Taking blockchain gaming mainstream: advice from an expert panel [video]
A panel of experts talks about the ins and outs of taking blockchain gaming mainstream at Pocket Gamer Connects Digital #7.
Welcome to another of our exclusive video advice panels. What does it mean when blockchain games go mainstream? How do developers handle the accessibility of play-to-earn concepts and make this easily understandable to the mass market audience? Discover these topics and more in this panel from the 2021 online conference PG Connects Digital #7 on taking blockchain gaming mainstream: advice from an expert panel
Blockchain and revenue advice
In this video Philipp Zupke (Naavik), Dirk Lueth (Uplandme), Sebastien Borget (The Sandbox) and Aly Madhavji (Blockchain Founders Fund) talk about their own projects that aim to bring blockchain gaming to mainstream audiences. They discuss how play-to-earn games have a different entertainment value from other games. And they consider how bringing these two together can truly make blockchain gaming mainstream. The panel is moderated by veteran journalist Jon Jordan.

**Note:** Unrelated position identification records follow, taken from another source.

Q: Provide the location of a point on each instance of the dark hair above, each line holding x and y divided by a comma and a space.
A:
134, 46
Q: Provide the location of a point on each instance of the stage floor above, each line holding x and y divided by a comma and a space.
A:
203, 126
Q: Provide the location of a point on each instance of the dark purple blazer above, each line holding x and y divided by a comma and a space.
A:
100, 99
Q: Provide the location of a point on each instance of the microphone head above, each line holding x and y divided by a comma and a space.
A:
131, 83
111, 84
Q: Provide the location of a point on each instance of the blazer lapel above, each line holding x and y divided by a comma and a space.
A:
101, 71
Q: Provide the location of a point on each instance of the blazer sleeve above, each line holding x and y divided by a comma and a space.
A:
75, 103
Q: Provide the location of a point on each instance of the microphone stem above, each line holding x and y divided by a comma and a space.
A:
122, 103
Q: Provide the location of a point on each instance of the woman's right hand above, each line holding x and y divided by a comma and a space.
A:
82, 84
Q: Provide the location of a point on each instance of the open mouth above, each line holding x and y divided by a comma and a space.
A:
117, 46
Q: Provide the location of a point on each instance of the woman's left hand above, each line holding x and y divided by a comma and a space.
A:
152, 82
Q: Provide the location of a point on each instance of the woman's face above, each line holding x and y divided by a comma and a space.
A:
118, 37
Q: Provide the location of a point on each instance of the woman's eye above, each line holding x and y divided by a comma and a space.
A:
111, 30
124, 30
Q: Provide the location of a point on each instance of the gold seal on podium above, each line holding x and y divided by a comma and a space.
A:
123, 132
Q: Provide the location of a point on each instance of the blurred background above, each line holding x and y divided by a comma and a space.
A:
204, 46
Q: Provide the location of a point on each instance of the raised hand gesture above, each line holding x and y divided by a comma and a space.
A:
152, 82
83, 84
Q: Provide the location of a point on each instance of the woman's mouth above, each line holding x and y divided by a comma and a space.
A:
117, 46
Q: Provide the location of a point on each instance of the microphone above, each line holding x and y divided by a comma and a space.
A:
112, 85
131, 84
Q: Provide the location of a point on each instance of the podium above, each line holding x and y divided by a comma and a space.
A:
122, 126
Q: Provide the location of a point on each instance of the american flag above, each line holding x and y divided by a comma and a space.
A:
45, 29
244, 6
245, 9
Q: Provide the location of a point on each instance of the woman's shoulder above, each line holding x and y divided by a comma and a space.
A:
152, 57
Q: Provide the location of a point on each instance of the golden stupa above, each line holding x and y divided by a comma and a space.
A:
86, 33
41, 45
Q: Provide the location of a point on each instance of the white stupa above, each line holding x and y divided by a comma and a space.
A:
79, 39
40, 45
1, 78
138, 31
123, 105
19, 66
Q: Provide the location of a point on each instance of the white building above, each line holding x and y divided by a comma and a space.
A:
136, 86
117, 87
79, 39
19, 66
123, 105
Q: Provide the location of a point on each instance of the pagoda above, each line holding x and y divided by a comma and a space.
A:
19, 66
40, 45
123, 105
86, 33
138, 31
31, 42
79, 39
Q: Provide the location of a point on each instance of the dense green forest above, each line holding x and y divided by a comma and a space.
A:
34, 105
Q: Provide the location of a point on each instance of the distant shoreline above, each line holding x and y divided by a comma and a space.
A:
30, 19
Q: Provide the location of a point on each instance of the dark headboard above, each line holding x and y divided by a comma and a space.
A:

They also touch upon the different revenue models that blockchain games have. For example, if players can use Fortnite assets and bring them into a different game, will this new game then benefit from products they didn’t make themselves? Also, will this kind of revenue model poach players from one game into another?
On the other hand, this scenario can also increase the utility of that particular NFT. Companies can then gain more revenue from royalties than from the primary sale. Users will also tend to spend more when they know they can move their assets across different spaces.
On the challenges of taking blockchain mainstream
Of course, as blockchain gaming becomes more mainstream, this opens up not just revenue opportunities but also dangers for players of all ages. Younger gamers will also be exposed to these play-to-earn models, and companies may fall into the trap of gambling.
As operators, developers try to avoid gambling (users must be 18 to play), but they can’t control communities that do that themselves. It’s important, then, for companies to educate players on the currencies and the NFTs within games. Regulations must be put in place to protect users and prevent abuse.
Towards the end of the session, the panel stresses that NFT successes don’t happen overnight. Companies build the product, nurture the community and prove interest first. Most of all, the gameplay must be fun for players to engage in it.
This one-hour conference panel is intended for anyone seeking to understand the mass market opportunities of blockchain gaming. It’s also a great watch for anyone who’s eager to know about the outlook of NFTs and how developers can move their blockchain-based games forward in the long run.